Questo atteggiamento, che assume anche una leggera sfumatura paradossale (i governanti mentono spesso, ma sulle grandi questioni sono sinceri), potrebbe in realtà rappresentare un comprensibile meccanismo di difesa da parte del cittadino comune: ipotizzare che le autorità, coloro che per definizione sono preposti alla difesa della nostra incolumità, possano arrivare all’omicidio di loro concittadini è un pensiero troppo difficile da accettare, un pensiero con cui è impossibile convivere.

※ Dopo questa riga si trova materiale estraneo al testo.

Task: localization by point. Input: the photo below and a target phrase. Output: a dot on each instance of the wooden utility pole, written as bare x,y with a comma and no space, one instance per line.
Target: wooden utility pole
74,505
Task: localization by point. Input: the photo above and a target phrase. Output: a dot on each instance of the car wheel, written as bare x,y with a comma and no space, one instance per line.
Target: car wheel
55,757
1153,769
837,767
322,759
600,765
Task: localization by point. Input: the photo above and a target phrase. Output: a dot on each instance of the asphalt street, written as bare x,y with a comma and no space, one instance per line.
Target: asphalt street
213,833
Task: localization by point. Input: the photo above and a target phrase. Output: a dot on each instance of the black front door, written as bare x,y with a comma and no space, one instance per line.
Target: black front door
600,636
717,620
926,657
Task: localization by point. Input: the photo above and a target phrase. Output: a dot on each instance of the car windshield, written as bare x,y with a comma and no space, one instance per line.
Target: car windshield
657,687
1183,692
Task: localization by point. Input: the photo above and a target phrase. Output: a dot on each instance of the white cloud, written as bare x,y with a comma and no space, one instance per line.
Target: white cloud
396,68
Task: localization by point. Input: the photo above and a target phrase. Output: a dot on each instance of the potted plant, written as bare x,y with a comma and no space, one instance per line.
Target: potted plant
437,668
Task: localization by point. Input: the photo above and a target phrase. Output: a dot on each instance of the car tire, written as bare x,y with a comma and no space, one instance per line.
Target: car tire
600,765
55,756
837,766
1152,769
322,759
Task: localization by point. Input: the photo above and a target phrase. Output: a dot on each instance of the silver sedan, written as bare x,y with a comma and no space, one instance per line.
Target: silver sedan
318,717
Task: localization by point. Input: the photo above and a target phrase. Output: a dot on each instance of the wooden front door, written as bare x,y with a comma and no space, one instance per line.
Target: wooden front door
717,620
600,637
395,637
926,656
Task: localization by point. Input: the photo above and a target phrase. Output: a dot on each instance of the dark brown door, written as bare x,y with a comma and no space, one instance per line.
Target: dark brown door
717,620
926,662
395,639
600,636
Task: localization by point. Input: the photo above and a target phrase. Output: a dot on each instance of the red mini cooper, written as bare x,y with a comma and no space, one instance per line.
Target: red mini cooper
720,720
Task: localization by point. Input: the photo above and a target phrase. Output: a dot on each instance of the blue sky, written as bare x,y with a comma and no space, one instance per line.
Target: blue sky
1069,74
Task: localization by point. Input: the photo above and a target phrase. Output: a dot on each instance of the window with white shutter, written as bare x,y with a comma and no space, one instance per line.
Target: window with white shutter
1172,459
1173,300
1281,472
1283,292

L’errore, in ogni caso, sta nell’assumere una opinione a priori: non esiste avvenimento che non possa essere analizzato a mente fredda, studiando il più possibile i fatti e facendosi una opinione su di essi, e non esiste governante al mondo che va creduto sempre ed a prescindere, qualsiasi cosa sostenga.
Ogni versione va valutata, e solo in seguito si potrà esprimere un parere su di essa.